Waiting

One of my chosen three words for 2020 is ‘waiting’.  

From here, a quarter of the way through the year, the time of its choosing feels like a different world.  ‘Waiting’ brought with it a promise of expectancy and fullness, of calm.  Waiting is not something I’ve practised much; it’s not something I’m good at (I wasn’t great at stillness, which was one of my words for 2019, either). My partner challenged me to begin a new practice, a ‘just waiting’ meditation, which involved simply that: waiting, in any one given moment.  

Photo: Sandro Figliozzi

Then we were tipped into the chaos of a global pandemic.

Waiting, now, takes on a whole new import for all of us. There’s a collective holding of breath. We wait in queues for the pharmacy and the supermarket.  Life is on pause while we wait for the lockdown to be over, for the peak of the disease to pass. And we wait to see what emerges in the wake of this new coronavirus: perhaps a different way of relating to each other, a greater sense of kindness, a renewed sense of community. But we will also come out of this — as individuals and as a society — with a bruised kind of vulnerability, with first-hand and painful experience of grief, loss and fear. 
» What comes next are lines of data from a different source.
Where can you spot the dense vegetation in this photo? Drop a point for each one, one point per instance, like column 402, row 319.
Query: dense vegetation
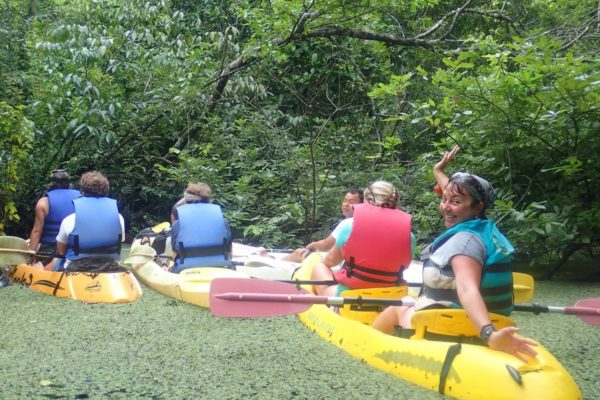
column 281, row 105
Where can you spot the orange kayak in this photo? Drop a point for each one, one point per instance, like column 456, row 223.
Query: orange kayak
column 88, row 287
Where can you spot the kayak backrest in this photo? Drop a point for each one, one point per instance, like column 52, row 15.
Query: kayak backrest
column 451, row 322
column 368, row 312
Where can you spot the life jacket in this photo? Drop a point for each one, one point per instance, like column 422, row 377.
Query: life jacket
column 60, row 204
column 496, row 285
column 378, row 248
column 97, row 230
column 201, row 237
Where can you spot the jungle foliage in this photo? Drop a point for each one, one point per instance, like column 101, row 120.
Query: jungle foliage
column 282, row 105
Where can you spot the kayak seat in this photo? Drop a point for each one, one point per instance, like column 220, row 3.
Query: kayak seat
column 367, row 313
column 451, row 322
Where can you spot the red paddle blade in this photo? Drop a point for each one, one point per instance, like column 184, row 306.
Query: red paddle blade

Writing in this moment, I must acknowledge my own good fortune and privilege. I still (for the moment, at least) have an income; I have a safe, warm place to live and enough food. I am tearfully, immensely grateful for these things.  These past weeks have renewed my relationship with gratitude, again and again, for small things that —just a month ago —I might scarcely have noticed.  

I have seen that there can be a grace in this waiting; that ‘being good at it’ is inconsequential.  The slowing down has enabled me to turn inwards.  In this time of in-between, there is an extension backwards and forwards, into past and future.  This waiting dredges up memories of happy times; it forces me to sit uncomfortably with things I fear.  At the same time, I am wrenched into the present, where things are distilled into essence, where there is joy in a new experience of stillness, more time to read, to cook and simply to be.  And where there is also fear of losing those I love, the acute ache of longing to see them again.  To hold and be held.  

Photo: Victor M Gamero

My prayer is that I can embrace what this in-between can teach me.  I sense I will learn things I can’t yet imagine.  Then there are the things we will all need: acceptance and courage. Acceptance of loss – of those I know, love and live alongside; and a loss of the way things have been in my lifetime.  Courage to face uncertainty, to step into the future with determination and a renewed sense of the spirit of creativity that illuminates the dark times, and allow us to make sense of them.